Another Benedictine with a different concept of loyalty, Dom Gerard Calvet, prior of Le Barroux, breaks with the Archbishop and condemns the episcopal consecrations at which he was present, turning himself into Rome’s hands "without any doctrinal or liturgical concession." In 1995, Abbot Calvet concelebrates the New Mass with John Paul II in Rome.

Rome, December 4th, the 25th anniversary of the liturgical reformation. An apostolic letter of the pope says that the liturgical reform is absolutely traditional and according to the norms of the Holy Fathers. "Ad normam sanctorum patrum!"

December 8th: The 6 Catholic bishops consecrate Russia to the Immaculate Heart of Mary.


The Society of St. Pius X starts a perpetual Mass in honor of the Immaculate and Sorrowful Heart of Mary, renewing daily its consecration to her. Perpetual Adoration is also begun and the Blessed Sacrament remains exposed at some house of the Society throughout the world every day for the faithful to pray for the following intentions: 

  1. The return of Rome and the bishops to the traditional doctrine of the Church.
  2. The sanctification of priests and candidates for the priesthood.
  3. The awakening of priestly and religious vocations.

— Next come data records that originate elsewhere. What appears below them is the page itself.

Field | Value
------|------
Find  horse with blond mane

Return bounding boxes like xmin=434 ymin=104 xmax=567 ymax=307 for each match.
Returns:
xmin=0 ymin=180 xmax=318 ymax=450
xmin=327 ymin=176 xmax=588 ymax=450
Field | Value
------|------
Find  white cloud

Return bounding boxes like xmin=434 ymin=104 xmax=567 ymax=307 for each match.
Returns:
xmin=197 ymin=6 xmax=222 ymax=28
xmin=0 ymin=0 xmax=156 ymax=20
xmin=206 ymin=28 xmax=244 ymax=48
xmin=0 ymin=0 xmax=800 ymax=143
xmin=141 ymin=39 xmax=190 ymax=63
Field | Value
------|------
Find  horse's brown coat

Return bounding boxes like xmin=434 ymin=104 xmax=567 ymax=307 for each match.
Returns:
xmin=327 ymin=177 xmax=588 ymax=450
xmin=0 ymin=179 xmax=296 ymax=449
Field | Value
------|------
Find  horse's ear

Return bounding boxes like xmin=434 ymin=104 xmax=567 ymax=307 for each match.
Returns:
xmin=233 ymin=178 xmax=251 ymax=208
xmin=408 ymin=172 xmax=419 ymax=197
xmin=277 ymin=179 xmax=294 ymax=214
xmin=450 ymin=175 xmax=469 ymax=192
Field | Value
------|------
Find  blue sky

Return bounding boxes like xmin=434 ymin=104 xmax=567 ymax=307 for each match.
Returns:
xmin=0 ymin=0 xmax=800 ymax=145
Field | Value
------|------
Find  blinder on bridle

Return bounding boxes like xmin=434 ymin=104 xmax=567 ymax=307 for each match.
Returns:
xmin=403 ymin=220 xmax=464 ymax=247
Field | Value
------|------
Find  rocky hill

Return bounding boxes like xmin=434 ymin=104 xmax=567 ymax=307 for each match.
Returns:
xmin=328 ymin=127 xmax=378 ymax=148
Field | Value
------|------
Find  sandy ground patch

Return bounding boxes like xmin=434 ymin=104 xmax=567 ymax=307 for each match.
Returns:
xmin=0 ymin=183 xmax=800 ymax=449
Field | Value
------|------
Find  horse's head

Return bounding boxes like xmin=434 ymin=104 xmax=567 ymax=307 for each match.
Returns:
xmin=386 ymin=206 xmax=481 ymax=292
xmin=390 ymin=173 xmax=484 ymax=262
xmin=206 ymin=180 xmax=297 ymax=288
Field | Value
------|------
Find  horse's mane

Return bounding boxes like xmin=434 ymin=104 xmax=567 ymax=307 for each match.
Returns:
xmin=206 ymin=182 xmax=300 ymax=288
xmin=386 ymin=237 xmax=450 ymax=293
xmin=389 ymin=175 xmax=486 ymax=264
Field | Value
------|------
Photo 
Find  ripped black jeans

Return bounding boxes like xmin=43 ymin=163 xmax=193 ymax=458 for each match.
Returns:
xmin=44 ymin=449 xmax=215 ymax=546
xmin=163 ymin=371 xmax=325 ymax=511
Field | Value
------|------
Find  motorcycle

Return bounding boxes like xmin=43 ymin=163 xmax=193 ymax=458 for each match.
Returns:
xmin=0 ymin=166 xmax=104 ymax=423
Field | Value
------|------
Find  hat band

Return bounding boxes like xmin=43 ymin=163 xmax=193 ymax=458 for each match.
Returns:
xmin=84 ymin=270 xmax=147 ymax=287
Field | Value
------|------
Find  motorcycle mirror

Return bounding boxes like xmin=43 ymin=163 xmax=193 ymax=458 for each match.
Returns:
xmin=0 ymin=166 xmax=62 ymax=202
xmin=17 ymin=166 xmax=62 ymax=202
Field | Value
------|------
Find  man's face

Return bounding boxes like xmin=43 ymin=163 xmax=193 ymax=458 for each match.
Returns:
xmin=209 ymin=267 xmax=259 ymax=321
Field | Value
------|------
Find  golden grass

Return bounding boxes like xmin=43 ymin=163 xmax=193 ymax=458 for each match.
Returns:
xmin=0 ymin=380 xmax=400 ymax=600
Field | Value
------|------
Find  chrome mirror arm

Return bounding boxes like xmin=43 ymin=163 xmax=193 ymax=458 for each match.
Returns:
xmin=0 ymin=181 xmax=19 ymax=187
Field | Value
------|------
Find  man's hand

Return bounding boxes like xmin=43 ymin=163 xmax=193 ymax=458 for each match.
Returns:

In one year our 4 new bishops have ordained 34 new priests. The Archbishop, being asked if he has any doubt, or if he regrets the step of 1988, answers:

Absolutely not. Everything was truly providential and almost miraculous. I was pressured from many sides for a long time and I could have ordained bishops 3 or 4 years ago; it would even have been reasonable, but I believe that God wanted things to develop slowly so that we could show to Rome and to history that we have done all we could to finally obtain the authorization to have traditional bishops. The faithful will be more and more numerous and they will open their eyes to see finally what is the truth in this affair. They will understand that salvation is in the Catholic Church and not in the Conciliar Church that becomes more and more schismatic. I know that my name has been removed from the Pontifical Directory this year, but I hope that it has not disappeared from the Directory of our dear Lord, and this is what matters." [cf. One year after the Consecrations and Two years after the Consecrations for more]

Italy, December 1st: Katharina Tangari dies at the seminary of Albano. Spiritual daughter of Padre Pio, she was commanded by him to consecrate her life to help the priests and the Catholic faithful in Communist countries, bringing them financial help, medicines, books and religious objects to help them to keep their faith.  Madame Tangari continued this apostolate, helping the priests of the Society of St. Pius X  to the point that there is not one country in the traditional world which has not been in some way benefited by her generosity and dedication.

Purified by a long prison term in Czechoslovakia under the Communist KGB, she was not afraid of taking a public stand for Archbishop Lefebvre and his works. A truly saintly soul, she continues to help us from her well-deserved rest in heaven.